Taking a firm stand against Chinese ships
On April 27, a female operator on a PCG ship near the Sabina Shoal endeavored to shoo away Chinese ships in Philippine’s territorial water through a series of radio challenges.
“Unidentified foreign vessel at Sabina Shoal, this is Philippine Coast Guard, you are within the Philippine exclusive economic zone,” said lawyer and PCG Probationary Ensign Gretch Mary Acuario whose voice was smooth but with a commanding tone.
“You are requested to provide the following: name of the vessel, intention, last, and next port of call,” said Acuario who during that time was the only female on duty onboard the Philippine patrol boat BRP Cabra.
Acuario, who was ordered by her commanding officer to conduct the radio challenge, drove away the Chinese vessels in Sabina Shoal, roughly 73 miles from Mapankal Point in Rizal, Palawan in April this year.

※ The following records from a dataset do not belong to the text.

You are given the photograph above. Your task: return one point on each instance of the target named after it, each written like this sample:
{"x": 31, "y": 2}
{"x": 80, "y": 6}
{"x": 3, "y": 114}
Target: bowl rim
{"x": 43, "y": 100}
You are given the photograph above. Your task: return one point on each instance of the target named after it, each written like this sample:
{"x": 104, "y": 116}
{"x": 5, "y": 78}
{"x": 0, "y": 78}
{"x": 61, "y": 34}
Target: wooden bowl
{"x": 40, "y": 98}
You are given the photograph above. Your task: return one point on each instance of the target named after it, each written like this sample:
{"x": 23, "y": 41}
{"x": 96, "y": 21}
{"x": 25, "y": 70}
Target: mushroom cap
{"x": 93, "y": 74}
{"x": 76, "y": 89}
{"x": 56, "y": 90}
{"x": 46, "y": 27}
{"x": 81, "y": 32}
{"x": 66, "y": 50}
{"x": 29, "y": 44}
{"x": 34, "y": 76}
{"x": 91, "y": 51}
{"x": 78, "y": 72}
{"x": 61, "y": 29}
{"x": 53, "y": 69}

Instead of replying by issuing a counter-challenge, which was typical of Chinese vessels straying in the WPS, the ships left the area.
Acuario is just one of the many female members of the PCG protecting the WPS and she has already earned the praise of many Filipinos.
The PCG promotes gender equality
According to Balilo, there are about six ships currently patrolling the WPS, and each of them has two women on board, except the one ship of the Bureau of Fisheries and Aquatic Resources, which also patrols there. “So, there are about 10 women [deployed] there,” he said.
The new unit is part of the PCG’s effort to empower women, reduce gender discrimination, and promote gender equality.
But some feminist groups have criticized this PCG’s move saying that instead of empowering them, the program stereotypes the women’s roles.
“We are open to criticism. In fact, we appreciate their point. But we don’t see anything wrong with what we do. In fact, now we are promoting gender equality in the deployment of women in the sea,” Balilo said.
The commodore maintained that Angels of the Sea is one of the initiatives of the command in providing equal opportunities to all members of the uniformed service so they can play their niche roles in securing the nation together as one at sea.
He added that the new women unit is likely to have a second phase of their training, where they will also learn different languages such as Chinese and Vietnamese. “The PCG ships already have probations for women, and we are actually increasing the number of women on the ship to give equal opportunity too.”